The world's biggest banks won a major victory on Friday when a judge dismissed a ''substantial portion'' of the claims in private lawsuits accusing them of rigging global benchmark interest rates.
Sixteen banks had faced claims totaling billions of dollars in the case, which had been considered their biggest legal threat aside from investigations being pursued by regulators in the United States and Europe into manipulation of the London Interbank Offered Rate, known as Libor.

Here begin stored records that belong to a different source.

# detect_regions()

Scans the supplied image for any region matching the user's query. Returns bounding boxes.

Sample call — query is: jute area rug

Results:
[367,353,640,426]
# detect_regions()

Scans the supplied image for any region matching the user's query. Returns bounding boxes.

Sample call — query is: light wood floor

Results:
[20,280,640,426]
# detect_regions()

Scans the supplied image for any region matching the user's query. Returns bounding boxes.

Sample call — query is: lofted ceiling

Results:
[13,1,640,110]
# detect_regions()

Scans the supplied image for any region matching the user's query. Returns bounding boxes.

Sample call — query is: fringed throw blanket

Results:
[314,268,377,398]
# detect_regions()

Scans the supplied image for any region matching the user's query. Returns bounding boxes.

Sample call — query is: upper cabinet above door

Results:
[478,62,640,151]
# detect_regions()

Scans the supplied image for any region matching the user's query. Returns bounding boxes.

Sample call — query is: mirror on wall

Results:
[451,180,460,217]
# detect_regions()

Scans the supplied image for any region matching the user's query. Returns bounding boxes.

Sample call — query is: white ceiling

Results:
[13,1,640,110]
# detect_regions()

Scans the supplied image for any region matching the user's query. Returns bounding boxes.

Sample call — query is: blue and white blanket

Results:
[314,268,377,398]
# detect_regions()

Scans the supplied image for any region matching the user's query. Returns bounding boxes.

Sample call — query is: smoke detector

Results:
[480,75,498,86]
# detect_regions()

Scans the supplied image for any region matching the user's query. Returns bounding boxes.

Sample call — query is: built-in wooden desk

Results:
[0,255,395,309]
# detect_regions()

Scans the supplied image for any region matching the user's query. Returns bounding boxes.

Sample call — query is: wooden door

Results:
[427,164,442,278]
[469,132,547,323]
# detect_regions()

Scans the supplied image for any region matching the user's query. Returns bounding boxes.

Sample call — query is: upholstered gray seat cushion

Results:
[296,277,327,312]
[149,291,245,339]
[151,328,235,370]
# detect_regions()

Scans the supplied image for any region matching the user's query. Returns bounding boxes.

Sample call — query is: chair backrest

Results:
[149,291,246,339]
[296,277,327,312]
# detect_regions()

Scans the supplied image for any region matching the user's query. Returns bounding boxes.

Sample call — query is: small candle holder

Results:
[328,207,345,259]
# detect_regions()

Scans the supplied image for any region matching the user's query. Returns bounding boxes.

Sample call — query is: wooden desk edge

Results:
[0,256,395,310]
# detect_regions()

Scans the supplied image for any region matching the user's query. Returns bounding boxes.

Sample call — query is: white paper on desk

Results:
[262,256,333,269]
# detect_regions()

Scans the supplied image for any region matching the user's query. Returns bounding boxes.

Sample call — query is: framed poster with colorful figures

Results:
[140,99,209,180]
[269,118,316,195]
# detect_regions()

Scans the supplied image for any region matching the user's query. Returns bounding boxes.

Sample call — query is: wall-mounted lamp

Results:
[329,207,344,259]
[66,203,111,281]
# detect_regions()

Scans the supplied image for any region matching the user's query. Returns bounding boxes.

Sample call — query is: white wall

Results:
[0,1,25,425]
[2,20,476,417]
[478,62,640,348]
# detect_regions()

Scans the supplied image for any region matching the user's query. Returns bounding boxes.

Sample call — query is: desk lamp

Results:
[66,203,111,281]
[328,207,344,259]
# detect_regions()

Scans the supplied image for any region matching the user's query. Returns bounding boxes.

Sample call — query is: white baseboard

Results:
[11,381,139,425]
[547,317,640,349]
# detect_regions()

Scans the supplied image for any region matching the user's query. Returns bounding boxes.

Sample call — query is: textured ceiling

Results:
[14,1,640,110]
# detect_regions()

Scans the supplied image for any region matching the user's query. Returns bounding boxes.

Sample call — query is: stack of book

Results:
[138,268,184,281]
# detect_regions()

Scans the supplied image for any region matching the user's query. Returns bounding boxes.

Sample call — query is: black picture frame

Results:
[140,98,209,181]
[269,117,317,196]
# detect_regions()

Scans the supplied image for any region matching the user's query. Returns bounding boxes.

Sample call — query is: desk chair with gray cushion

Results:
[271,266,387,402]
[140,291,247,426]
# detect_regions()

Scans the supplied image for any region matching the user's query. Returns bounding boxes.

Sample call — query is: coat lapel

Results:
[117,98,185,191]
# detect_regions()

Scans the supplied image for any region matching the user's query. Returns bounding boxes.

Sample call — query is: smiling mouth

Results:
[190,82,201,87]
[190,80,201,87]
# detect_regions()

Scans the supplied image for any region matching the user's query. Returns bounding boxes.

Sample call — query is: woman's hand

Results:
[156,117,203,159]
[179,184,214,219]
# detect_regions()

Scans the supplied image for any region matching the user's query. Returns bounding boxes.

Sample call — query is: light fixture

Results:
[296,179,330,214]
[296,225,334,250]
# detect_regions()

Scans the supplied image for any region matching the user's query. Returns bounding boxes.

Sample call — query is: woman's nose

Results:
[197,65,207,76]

The list of banks includes Bank of America, Citigroup, Credit Suisse, Deutsche Bank, HSBC and JPMorgan Chase.
The banks had been accused by a diverse body of plaintiffs, as varied as bondholders and the City of Baltimore, of conspiring to manipulate Libor, a benchmark at the heart of more than $550 trillion in financial products.
But in the ruling on Friday, Judge Naomi Reice Buchwald of United States District Court in Manhattan, while acknowledging that her decision ''might be unexpected,'' granted the banks' motion to dismiss federal antitrust claims and partly dismissed the plaintiffs' claims of commodities manipulation. She also dismissed racketeering and state-law claims.
Judge Buchwald allowed a portion of the lawsuit to continue: the claims that banks' purported manipulation of Libor had harmed traders who bet on interest rates. Small shifts in rates can mean sizable gains or losses.
The decision may also make it more likely that banks will have an advantage in potential settlement talks.